The EFTC, announced in August 2023 by Lockheed Martin and the governments of Romania and the Netherlands, will enhance mission readiness through a comprehensive F-16 training solution for Romanian and Ukrainian pilots, as well as other regional F-16 operators. The Netherlands took the initiative and made 12 to 18 F-16s, which will remain property of the Dutch government, available for this purpose.
Five Dutch F-16s are departing for Fetești airbase in Romania today. The #F16 training centre to train pilots from both NATO countries and Ukraine will open soon.
— Kajsa Ollongren (@DefensieMin) November 7, 2023
The first five F-16s, a mix of single seater F-16AM and two-seater F-16BM aircraft, flew this morning to Romania, with an official statement confirming the ferry flight while some of the aircraft were visible on flight tracking websites.

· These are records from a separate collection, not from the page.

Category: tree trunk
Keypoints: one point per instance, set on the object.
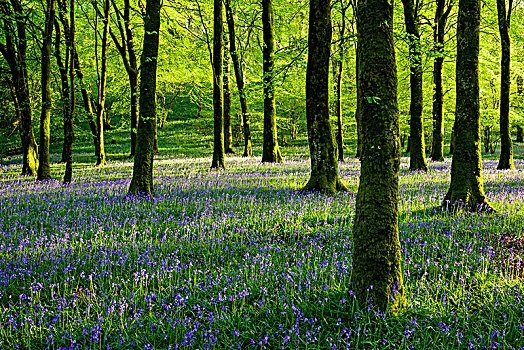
(358, 112)
(466, 188)
(520, 134)
(218, 88)
(338, 65)
(69, 134)
(228, 132)
(377, 273)
(271, 152)
(324, 165)
(16, 57)
(64, 79)
(239, 75)
(506, 146)
(44, 169)
(142, 182)
(88, 103)
(441, 16)
(127, 52)
(101, 156)
(417, 145)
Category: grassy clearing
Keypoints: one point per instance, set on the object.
(239, 258)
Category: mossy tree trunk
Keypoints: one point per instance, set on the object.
(69, 134)
(439, 32)
(100, 112)
(239, 77)
(466, 188)
(86, 96)
(324, 165)
(271, 152)
(417, 144)
(126, 48)
(506, 146)
(218, 88)
(15, 53)
(44, 168)
(338, 65)
(228, 131)
(142, 182)
(377, 273)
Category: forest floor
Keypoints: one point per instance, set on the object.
(240, 258)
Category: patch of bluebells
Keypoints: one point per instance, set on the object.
(239, 258)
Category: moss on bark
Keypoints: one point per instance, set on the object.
(466, 189)
(271, 152)
(142, 182)
(377, 275)
(324, 165)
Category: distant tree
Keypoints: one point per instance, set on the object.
(142, 182)
(322, 148)
(69, 133)
(377, 273)
(239, 75)
(271, 152)
(15, 53)
(439, 33)
(417, 144)
(506, 146)
(44, 169)
(100, 110)
(228, 132)
(218, 88)
(466, 188)
(338, 65)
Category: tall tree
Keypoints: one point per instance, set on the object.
(218, 88)
(338, 65)
(377, 272)
(324, 165)
(69, 134)
(417, 145)
(15, 53)
(271, 152)
(466, 188)
(142, 182)
(44, 169)
(228, 132)
(86, 96)
(127, 51)
(439, 32)
(100, 111)
(506, 146)
(239, 75)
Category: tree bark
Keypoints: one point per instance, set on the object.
(239, 75)
(142, 182)
(466, 188)
(506, 146)
(439, 31)
(324, 165)
(228, 132)
(44, 168)
(87, 101)
(128, 54)
(218, 88)
(271, 152)
(377, 273)
(338, 64)
(69, 134)
(15, 53)
(417, 144)
(101, 156)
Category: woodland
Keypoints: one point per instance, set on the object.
(274, 174)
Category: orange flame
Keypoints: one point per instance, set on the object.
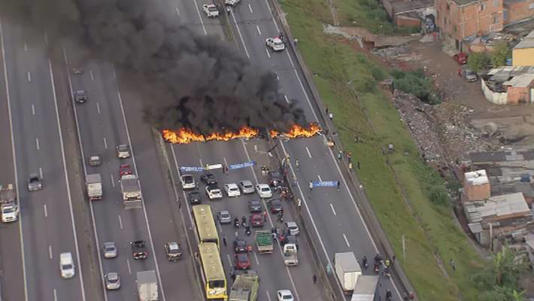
(183, 135)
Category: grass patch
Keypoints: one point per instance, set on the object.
(428, 226)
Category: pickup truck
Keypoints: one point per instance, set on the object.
(264, 241)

According to the Mode-S identification, at least one of this Vipers comes from the ones that the RNLAF used to train its pilots at Tucson Air National Guard Base, Arizona, and returned to Europe last year.

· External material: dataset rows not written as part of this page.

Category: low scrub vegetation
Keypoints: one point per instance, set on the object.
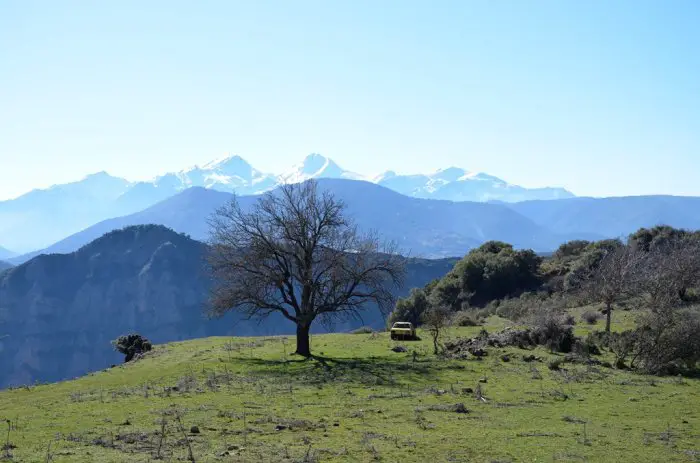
(655, 274)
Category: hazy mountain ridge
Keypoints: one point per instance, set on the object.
(421, 227)
(6, 253)
(42, 217)
(62, 311)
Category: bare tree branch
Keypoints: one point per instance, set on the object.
(296, 253)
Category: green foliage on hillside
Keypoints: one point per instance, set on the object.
(247, 399)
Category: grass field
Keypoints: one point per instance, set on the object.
(246, 399)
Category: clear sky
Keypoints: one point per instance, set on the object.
(601, 97)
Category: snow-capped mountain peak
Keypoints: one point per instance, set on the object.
(231, 164)
(234, 174)
(316, 166)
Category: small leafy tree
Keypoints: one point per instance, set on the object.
(131, 345)
(411, 308)
(436, 320)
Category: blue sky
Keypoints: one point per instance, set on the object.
(601, 97)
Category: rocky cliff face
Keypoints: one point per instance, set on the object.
(58, 313)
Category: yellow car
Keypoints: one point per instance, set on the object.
(403, 331)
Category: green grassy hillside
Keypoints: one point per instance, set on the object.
(246, 399)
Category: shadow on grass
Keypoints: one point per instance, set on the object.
(364, 371)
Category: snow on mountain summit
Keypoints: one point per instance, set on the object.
(316, 166)
(234, 174)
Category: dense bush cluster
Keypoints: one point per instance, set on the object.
(132, 345)
(491, 272)
(656, 270)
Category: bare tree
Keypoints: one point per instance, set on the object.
(613, 280)
(435, 320)
(669, 271)
(296, 253)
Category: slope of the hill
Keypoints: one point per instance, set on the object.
(5, 265)
(421, 227)
(612, 217)
(59, 312)
(235, 399)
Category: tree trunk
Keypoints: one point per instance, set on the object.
(303, 345)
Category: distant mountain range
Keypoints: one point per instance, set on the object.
(421, 227)
(62, 311)
(42, 217)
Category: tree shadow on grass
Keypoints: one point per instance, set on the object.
(318, 370)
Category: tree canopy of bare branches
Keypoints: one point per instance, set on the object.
(615, 278)
(297, 253)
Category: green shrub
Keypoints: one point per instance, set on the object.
(464, 318)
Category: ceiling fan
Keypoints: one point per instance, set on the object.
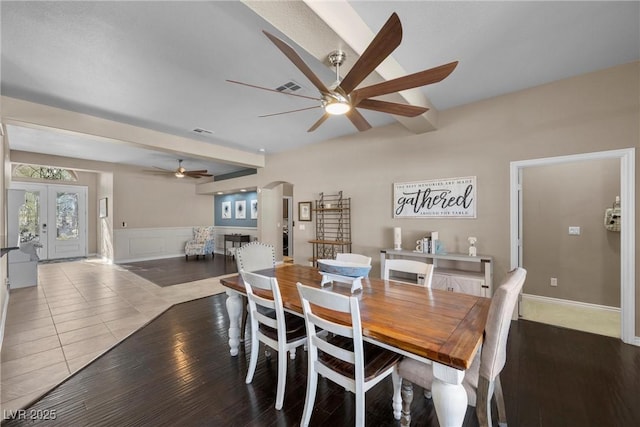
(343, 97)
(181, 172)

RNLAF (🇳🇱) F-16 jets descending towards eastern Romania (🇷🇴). The five F-16s will be used for training Ukrainian pilots. In total, the Netherlands has made 12-18 jets available for the program.https://t.co/4s3J6P3iyf https://t.co/Sd8SIgnGRl pic.twitter.com/h1lP88db2G
— Aerospace Intelligence (@space_osint) November 7, 2023
According to the statement, the training center in Romania will start working on a refresher course for the hired F-16 instructors and later will start training pilots. A particular emphasis has been put on the fact that the aircraft will fly only in NATO airspace.
Earlier this year, on August 20, the Netherlands and Denmark announced the transfer of their F-16s, that are in the process of being replaced by the F-35, to Ukraine. Danish Prime Minister Mette Frederiksen said that Denmark will transfer 19 of their 43 F-16s, with the first six due to be delivered around new year, followed by eight in 2024 and five in 2025. As for the Netherlands, Dutch Prime Minister Mark Rutte said the country has 42 F-16s available but has yet to decide whether all of them will be donated.
The Danish defense ministry confirmed that the training would start in August in Denmark, run by a coalition of 11 countries, with Denmark saying that the first results of the training are expected in early 2024. The United States later joined the effort and several Ukrainian pilots and maintainers already received language training at Lackland Air Force Base in San Antonio, Texas, and are now training at Morris Air National Guard Base in Tucson, Arizona, facilitated by the Air National Guard’s 162nd Wing.
As for Romania, the country currently operates 17 former Portuguese F-16s which will be joined soon by 32 F-16s, recently acquired from Norway, whose deliveries are expected to start this year. The latter, which are expected to fly at least for ten years following a modernization program, replace the recently retired MiG-21 Lancer. Romania, however, is already working on the post-F-16 future and has plans to acquire 32 F-35.